May Is National Chip Your Pet Month

May 16th, 2022 | Posted by CCadmin1* in Animal Health | Healthy Pets | Healthy Pets Initiative | Humane Pennsylvania | Humane Veterinary Hospitals | Microchipping - (Comments Off on May Is National Chip Your Pet Month)
By: Dr. Alicia Simoneau, Chief Veterinary Officer

Should you have your pet microchipped? Absolutely yes, no bones about it.

Microchips save lives! The majority of reunions that animal shelters facilitate between pets and their owners happen because the pets are microchipped and registered with up-to-date contact information.

You may not think your pet is at risk of becoming a stray, but what might happen if someone visiting your home would leave a window or door unsecured? There’s also a chance that a weather event or other accident could damage your home and cause a pet to stray.

Accidents happen. Microchipping is kind of an insurance policy

Also, you can save money by getting a lifetime license when a dog is microchipped and spayed or neutered.

What Is a Microchip?

A microchip is a transponder that works using radio waves when activated by a scanner that is waved over the animal.
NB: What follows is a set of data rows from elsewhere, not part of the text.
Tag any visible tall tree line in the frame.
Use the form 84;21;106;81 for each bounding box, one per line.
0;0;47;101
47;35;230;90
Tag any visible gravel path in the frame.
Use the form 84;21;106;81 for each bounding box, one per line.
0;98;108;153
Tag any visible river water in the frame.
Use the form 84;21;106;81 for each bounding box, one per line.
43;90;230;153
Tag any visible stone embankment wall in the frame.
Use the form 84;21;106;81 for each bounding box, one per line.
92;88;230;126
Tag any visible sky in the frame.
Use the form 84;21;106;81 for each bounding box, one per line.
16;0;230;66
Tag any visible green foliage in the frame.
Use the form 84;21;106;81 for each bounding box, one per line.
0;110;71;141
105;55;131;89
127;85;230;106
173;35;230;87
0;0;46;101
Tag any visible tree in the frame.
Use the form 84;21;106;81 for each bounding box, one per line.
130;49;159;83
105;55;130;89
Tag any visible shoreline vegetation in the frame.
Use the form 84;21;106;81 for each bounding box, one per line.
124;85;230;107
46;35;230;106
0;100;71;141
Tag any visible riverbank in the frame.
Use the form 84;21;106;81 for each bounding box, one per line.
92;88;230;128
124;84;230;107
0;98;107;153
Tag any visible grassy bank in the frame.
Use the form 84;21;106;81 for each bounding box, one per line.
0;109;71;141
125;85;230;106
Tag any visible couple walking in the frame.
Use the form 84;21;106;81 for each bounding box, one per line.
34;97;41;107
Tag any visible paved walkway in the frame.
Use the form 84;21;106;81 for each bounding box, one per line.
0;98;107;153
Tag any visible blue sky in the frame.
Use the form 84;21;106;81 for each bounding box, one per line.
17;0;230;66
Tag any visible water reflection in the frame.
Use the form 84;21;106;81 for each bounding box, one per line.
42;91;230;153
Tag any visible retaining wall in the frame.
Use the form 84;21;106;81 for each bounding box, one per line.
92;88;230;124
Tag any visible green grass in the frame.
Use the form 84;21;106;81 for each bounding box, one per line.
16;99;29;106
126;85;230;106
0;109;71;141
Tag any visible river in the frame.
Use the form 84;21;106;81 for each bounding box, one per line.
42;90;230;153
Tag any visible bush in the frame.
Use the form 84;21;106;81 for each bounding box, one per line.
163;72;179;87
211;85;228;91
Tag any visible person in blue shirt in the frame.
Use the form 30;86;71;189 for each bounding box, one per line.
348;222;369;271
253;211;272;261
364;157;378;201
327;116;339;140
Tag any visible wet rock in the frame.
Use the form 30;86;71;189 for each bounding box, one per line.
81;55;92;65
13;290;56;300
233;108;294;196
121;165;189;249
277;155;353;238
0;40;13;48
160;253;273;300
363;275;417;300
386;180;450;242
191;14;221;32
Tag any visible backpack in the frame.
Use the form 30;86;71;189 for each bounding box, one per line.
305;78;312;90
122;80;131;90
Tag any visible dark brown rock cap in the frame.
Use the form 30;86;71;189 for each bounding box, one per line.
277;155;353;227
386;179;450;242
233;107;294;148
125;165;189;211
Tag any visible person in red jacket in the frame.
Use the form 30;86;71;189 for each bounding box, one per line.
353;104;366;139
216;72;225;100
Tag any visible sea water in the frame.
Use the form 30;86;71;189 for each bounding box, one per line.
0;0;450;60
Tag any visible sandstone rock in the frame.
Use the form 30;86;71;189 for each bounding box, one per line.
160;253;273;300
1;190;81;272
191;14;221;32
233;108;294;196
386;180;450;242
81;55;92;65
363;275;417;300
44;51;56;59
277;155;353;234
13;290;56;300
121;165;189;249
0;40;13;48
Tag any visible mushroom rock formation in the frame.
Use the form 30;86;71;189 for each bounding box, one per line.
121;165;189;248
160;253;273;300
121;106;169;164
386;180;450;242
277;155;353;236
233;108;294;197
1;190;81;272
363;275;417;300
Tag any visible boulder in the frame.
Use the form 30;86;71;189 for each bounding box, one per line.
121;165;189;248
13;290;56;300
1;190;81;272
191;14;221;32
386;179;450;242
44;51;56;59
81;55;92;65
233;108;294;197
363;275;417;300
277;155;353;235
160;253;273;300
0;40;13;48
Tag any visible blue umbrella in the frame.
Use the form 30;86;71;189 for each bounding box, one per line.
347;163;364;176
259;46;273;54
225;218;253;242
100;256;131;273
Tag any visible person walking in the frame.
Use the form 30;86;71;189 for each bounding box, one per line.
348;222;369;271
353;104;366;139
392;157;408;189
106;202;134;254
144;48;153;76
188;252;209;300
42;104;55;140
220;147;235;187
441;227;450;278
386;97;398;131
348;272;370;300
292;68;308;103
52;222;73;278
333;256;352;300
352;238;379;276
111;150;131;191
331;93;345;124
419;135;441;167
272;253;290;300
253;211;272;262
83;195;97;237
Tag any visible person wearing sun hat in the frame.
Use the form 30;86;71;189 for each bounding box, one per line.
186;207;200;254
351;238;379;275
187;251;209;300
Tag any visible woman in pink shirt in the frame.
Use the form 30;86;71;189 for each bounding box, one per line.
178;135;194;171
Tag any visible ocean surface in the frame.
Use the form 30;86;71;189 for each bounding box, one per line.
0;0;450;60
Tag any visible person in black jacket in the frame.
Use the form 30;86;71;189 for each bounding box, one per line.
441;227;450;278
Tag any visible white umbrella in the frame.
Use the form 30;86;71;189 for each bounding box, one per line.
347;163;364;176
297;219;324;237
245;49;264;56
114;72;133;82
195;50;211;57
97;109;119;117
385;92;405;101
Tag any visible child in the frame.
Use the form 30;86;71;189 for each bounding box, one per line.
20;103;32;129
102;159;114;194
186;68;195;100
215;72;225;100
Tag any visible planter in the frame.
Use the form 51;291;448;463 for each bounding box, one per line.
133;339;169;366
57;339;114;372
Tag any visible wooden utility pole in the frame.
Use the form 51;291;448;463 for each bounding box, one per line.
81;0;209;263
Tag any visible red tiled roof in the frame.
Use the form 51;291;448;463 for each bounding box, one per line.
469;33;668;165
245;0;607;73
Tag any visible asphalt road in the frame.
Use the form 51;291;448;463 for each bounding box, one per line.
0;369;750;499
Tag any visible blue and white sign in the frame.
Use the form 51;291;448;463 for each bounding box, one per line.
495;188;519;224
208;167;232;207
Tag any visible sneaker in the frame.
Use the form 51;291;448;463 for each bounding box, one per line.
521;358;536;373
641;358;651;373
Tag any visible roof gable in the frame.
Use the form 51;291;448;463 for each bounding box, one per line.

A microchip is about the size of a grain of rice. It is implanted under the skin, above muscle, in the subcutaneous layer. It is implanted by medical professionals using a sterile hypodermic needle, similar to a vaccination. Once implanted, the microchip remains active for the rest of the animal’s life.

In dogs and cats, the microchip is usually placed in the area between the shoulder blades or on the animal’s upper back. It’s a good idea to have the pet scanned by a vet or animal hospital a month or two after implantation to ensure that the chip is still in and hasn’t migrated out of the implantation site.

How Does a Microchip Work?

Each microchip has a unique number, an ID number of sorts, that needs to be registered with the pet owner’s name, address, and phone number. It is important to ensure a chip is registered and information is kept up to date.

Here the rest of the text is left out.